Michael Papps arrived in Wellington having amassed more first-class runs than any player in Canterbury's history.
The problem was he seemed to have left them all there.
Papps scored just 378 Plunket Shield runs, at 22.23, in his first summer for the Firebirds. Not only couldn't be buy a run in that 2011/12 season, the opening batsman looked bad as well.
There was a good reason for that. Jamie Siddons had just come to town and his first order of business as Wellington coach was to tinker with a few techniques.
Siddons believed in players having their bats raised before the ball was delivered and their front foot and weight going down the wicket, rather than across the crease or towards the pitch of the delivery. That would help them "access" different shots and more power.

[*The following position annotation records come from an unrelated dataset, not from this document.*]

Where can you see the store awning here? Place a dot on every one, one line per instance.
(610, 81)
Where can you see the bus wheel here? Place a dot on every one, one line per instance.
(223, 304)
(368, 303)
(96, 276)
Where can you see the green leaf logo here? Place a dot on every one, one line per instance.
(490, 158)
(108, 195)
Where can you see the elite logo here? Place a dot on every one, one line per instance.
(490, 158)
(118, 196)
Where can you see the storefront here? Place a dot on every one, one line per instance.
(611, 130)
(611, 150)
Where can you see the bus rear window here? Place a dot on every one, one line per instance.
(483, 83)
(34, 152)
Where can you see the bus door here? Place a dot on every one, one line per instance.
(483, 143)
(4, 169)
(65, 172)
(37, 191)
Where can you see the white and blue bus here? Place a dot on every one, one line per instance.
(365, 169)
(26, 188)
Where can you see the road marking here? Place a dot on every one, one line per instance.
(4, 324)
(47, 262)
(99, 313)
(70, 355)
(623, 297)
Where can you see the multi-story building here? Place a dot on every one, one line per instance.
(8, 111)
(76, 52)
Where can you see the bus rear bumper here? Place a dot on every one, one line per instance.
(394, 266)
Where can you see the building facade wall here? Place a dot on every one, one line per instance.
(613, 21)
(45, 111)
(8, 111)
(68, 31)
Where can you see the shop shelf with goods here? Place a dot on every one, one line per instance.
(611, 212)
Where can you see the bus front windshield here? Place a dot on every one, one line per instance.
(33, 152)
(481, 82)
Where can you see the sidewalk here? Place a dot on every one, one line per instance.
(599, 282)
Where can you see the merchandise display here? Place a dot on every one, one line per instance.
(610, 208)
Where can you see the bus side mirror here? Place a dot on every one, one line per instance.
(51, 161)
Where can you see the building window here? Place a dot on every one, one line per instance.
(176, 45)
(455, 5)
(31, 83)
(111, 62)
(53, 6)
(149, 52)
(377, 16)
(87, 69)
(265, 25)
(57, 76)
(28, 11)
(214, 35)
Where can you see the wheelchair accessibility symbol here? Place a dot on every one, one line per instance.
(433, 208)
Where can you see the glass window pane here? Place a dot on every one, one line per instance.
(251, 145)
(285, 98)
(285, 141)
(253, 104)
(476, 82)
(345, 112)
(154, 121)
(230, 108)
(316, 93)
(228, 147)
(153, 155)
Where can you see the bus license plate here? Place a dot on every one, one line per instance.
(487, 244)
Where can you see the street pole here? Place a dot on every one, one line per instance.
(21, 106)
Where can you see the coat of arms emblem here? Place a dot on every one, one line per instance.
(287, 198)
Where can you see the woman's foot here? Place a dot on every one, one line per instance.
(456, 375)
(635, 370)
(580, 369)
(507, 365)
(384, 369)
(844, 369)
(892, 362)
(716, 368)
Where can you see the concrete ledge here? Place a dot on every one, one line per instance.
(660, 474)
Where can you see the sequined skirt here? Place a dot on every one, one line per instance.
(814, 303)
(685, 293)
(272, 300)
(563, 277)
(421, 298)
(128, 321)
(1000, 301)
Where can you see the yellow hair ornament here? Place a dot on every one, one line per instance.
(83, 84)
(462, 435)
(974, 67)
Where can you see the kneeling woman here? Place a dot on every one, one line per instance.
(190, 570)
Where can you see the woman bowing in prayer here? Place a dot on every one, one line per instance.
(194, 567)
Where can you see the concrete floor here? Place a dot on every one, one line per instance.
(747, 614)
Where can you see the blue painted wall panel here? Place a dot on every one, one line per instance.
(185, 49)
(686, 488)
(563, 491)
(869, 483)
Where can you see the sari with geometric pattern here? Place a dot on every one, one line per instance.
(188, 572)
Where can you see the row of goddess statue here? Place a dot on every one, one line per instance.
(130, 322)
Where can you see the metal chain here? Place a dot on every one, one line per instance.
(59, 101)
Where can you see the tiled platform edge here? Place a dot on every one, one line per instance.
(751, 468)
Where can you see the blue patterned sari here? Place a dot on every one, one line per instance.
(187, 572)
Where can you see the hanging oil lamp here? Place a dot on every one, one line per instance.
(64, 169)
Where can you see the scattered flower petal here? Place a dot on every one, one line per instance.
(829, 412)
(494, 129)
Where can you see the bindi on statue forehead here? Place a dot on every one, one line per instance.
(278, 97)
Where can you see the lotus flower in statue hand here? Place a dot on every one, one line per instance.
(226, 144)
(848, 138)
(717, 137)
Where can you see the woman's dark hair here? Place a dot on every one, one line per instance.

For Papps, that meant learning how to bat all over again.
"That first year was a little up and down," Papps said this week.
"It's not easy to change in-season so, not this offseason but the one before, was really important. I went away, worked on things till they got to a level where I was confident and that showed."
Papps made 810 runs, at 45, last summer and after two four-day games this season the former Black Cap is averaging over 75.
He was 32 when this process began, with a method that had been well honed.
"It's not easy to adopt new things when you get older. But I can definitely vouch for it working for me and I can see other guys getting benefit from it as well."
So could the rest of the coaching staff at Cricket Wellington (CW).
There had initially been scepticism about Siddons and his "way". But when an old bloke like Papps was suddenly hitting balls back over bowlers' heads, en route to scoring 609 runs at 76.12 in last season's 50-over competition, that changed.
Siddons' philosophy is now applied across the board in all of CW's programmes, right down to the 13-year-olds starting out in the Future Firebirds' scheme.
"To be totally honest, we've not been very good at producing batsmen," CW college cricket co-ordinator Rhys Morgan said.
"Take James Franklin out of the equation, whose batting's improved as his career's gone on, but before that you're looking at the likes of [Bruce] Edgar as the last guy we brought through the school ranks and turned into a pretty good international batsman.
"Things really had to change."
Which has meant unbundling the games of Year 9 and 10 players and giving them the tools to hit the ball hard and straight.
"It's about early preparation, in terms of picking your bat up, and there was maybe a little bit of a misunderstanding around the fact people thought it was just about a high backlift," said Morgan.
"It's more about an early backlift and making sure you're ready to play the ball."
Papps had always waited till he'd assessed the ball's line and length, before starting his pick-up. His fear with taking it up early was that it would give him less time and fewer options, but the opposite has been true.
As Morgan often tells his teenaged players.
"They say 'I don't need to move my bat that early because I've got time' and, yes, you do have time when the ball's coming at 90 kilometres an hour. But we're trying to produce international cricketers and we want to not only produce Black Caps but guys that can average 50 when they get there," said Morgan.
Right now those hopes are pinned on Henry Walsh. Not only because the 19-year-old's arguably the cleanest hitter of a ball in town, but because he's largely free of the coaching that can stymie emerging careers.
Walsh's free and full swing of the bat is exactly what Siddons preaches, so he's been left to play that way.
"I'm a little bit bigger than the average guy, so I've got that extra power and I've always hit straight and always looked to hit big. It's just my natural game," Walsh said.
Morgan believes Walsh is the prototype of the next generation of Wellington cricketers and that these methods are not a fad that will disappear when Siddons does.